Paediatric & Neonatal Pain
|March 11, 2025
Summary
Machine learning analysis of electroencephalography (EEG) can identify infant pain responses. This approach offers a more objective method for assessing pain in neonates, overcoming limitations of current observational scales.
Area of Science:
- Neuroscience
- Machine Learning
- Neonatal Care
Background:
- Observer-dependent infant pain scales are limited by discontinuous assessments and healthcare professional availability.
- Objective methods are needed to accurately assess acute pain in neonates.
- Electroencephalography (EEG) offers a continuous physiological measure that may capture pain-related neural activity.
Purpose of the Study:
- To investigate the application of agnostic machine learning approaches to neonatal EEG analysis for identifying infant pain responses.

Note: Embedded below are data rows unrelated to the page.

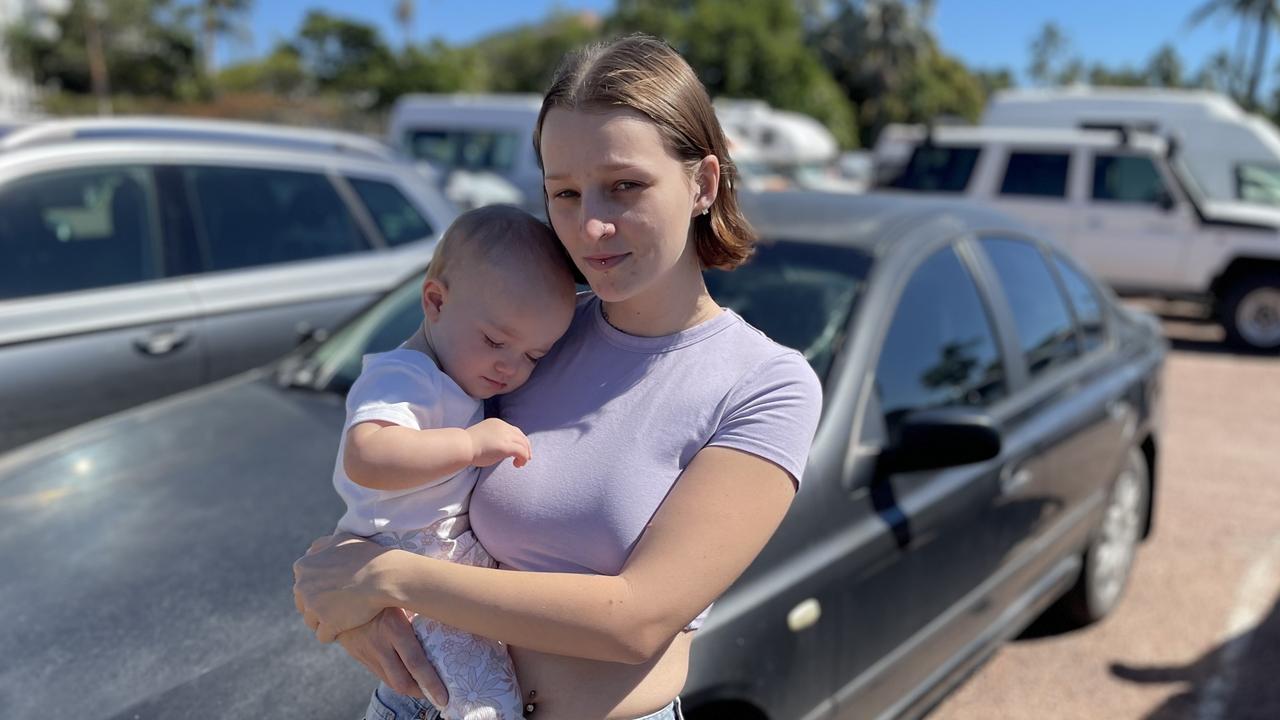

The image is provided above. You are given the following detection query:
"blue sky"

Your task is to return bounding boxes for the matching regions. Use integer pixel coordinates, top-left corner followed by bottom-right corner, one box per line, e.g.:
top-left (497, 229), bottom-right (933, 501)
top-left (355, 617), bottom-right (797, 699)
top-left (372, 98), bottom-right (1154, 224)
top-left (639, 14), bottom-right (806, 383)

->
top-left (219, 0), bottom-right (1254, 85)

- To develop and validate a machine learning model capable of detecting acute pain in neonates using EEG data.
Main Methods:
- EEG data were recorded from 30 neonates undergoing painful procedures.
- Functional connectivity measures were calculated before and after procedures.

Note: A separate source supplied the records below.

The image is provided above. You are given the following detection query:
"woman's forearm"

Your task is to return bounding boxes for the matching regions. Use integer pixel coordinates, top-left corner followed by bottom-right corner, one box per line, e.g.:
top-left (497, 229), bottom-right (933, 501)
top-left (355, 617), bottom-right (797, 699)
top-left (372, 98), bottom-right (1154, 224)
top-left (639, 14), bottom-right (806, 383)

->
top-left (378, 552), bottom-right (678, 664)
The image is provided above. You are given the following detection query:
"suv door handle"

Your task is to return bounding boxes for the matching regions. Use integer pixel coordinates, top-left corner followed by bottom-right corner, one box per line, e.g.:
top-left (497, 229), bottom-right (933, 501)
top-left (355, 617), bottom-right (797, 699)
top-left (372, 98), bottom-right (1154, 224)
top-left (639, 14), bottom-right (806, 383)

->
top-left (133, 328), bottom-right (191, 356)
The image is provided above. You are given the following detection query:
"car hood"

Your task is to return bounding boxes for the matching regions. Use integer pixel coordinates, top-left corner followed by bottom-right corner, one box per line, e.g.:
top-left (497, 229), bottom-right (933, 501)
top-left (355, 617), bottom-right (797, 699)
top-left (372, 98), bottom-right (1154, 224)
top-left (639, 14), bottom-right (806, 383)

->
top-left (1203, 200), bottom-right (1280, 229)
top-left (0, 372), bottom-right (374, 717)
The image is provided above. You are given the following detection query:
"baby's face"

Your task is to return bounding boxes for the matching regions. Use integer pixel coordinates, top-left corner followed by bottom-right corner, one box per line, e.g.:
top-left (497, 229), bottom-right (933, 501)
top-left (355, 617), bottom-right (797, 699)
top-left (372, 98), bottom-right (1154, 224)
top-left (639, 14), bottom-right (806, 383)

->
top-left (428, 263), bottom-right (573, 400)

- A gradient boosting machine learning model was trained and validated using leave-one-subject-out cross-validation and an independent test set.
Main Results:
- The optimal gradient boosting model achieved 90% area under the receiver operating characteristic curve, indicating high accuracy in pain detection.
- The model identified 12 key features, primarily related to functional connectivity between specific EEG electrode pairs.
- These features suggest the involvement of brain regions such as the temporal gyrus, opercular cortex, thalamus, and insula in infant pain processing.
Conclusions:
- Machine learning analysis of neonatal EEG, specifically functional connectivity, can objectively detect infant responses to acute pain.
- This approach shows promise in overcoming the limitations of traditional observer-dependent pain scales.
- Future integration of EEG with other physiological and behavioral data could further enhance the assessment of infant pain complexity.